The sheer hypocrisy of the Tories’ demand that disabled people magically find work was revealed when the Cameron government simultaneously took the axe to the Remploy factories, some of the only disabled-friendly places of work in the country.

“Absolutely. Look at the literature from the Department for Business, Innovation and Skills. There’s nothing on the provision of jobs that are suitable.”

And the cuts have fallen against a backdrop of hostile coverage of the disabled, resulting in a rise in disability hate crime of over 40 per cent in 2015-16.

“It’s to do with this rhetoric of skivers and shirkers,” says O’Mara, “as well as programmes like Benefits Street, which feed a narrative of disabled people as comedic or grotesque.

“There’s nothing new about that of course — people with disabilities have always been laughed at in circuses and displayed in freak shows.

“There’s also paradoxically been some negative consequences to the positive press around the Paralympics — with people saying: ‘Oh, well if a Paralympian can do that surely all disabled people can manage.’

“Though actually even Paralympians have been suffering, seeing their benefits slashed after doing Britain proud at Olympic events.”

O’Mara is referring to cases like that of wheelchair athlete Carly Tait, one of 59,000 who lost her motability car after PIP assessments.

Disability rights has been a passion of O’Mara’s since his childhood.

“I knew how tough things were for me — and while it’s not a competition, I knew that in the grand scheme of things my condition was not nearly as limiting as some others’.”

O’Mara explains to me the social model of disability, which distinguishes the impairment — the “physical, mental or emotional condition, in my case cerebral palsy” — and the disability, which is socially inflicted on the disabled individual by unequal treatment and the denial of opportunities.

“This is one of the most important issues in the country and for me it will be a focus of my work as a Labour MP.

“There have been MPs who have done great work around disability rights, including the late Lord Ashley of Stoke and David Blunkett, but I’ve not seen an MP who made it their mission as I intend to.

“We need to start standing up and getting angry — the work being done by Disabled People Against Cuts is absolutely inspirational. These people are fighters. We need more in terms of direct action, and we need to stop being embarrassed about bothering people or being annoying.

“I’m not going to let people bully me into silence or say I’m a one-trick pony because I’ve decided this is an injustice. I’m going to make my cause.”

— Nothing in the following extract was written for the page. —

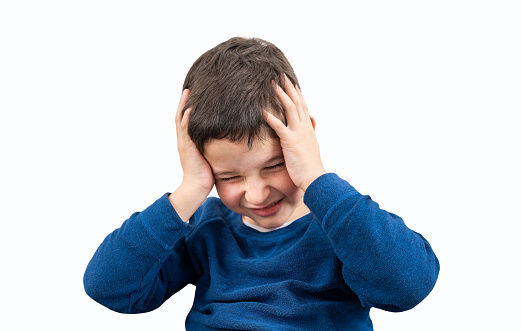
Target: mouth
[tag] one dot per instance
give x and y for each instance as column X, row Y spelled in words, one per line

O’Mara is certainly not worried about charting his own course in Parliament, an institution he criticises as archaic and, in the chamber, needlessly aggressive and intimidating.

“I’m not like the smooth young politicians who came through in the Blair days,” he laughs, saying nobody in Labour expected him to win in Sheffield — “and I doubt they’d ever have given me a safe seat!”

Still, Labour is changing, and O’Mara is thrilled to be part of that.
“I want to see us come out of this conference with unity,” he says. “I think we can work together and we can win the next election.

“People have seen the prime minister in Jeremy Corbyn now. I know there was scepticism in the PLP, but look at what he did in the election campaign — it was brilliant. He is a great communicator and has put an ocean between us and the Conservatives.”

Jared O’Mara is MP for Sheffield Hallam. Ben Chacko is the Morning Star’s editor.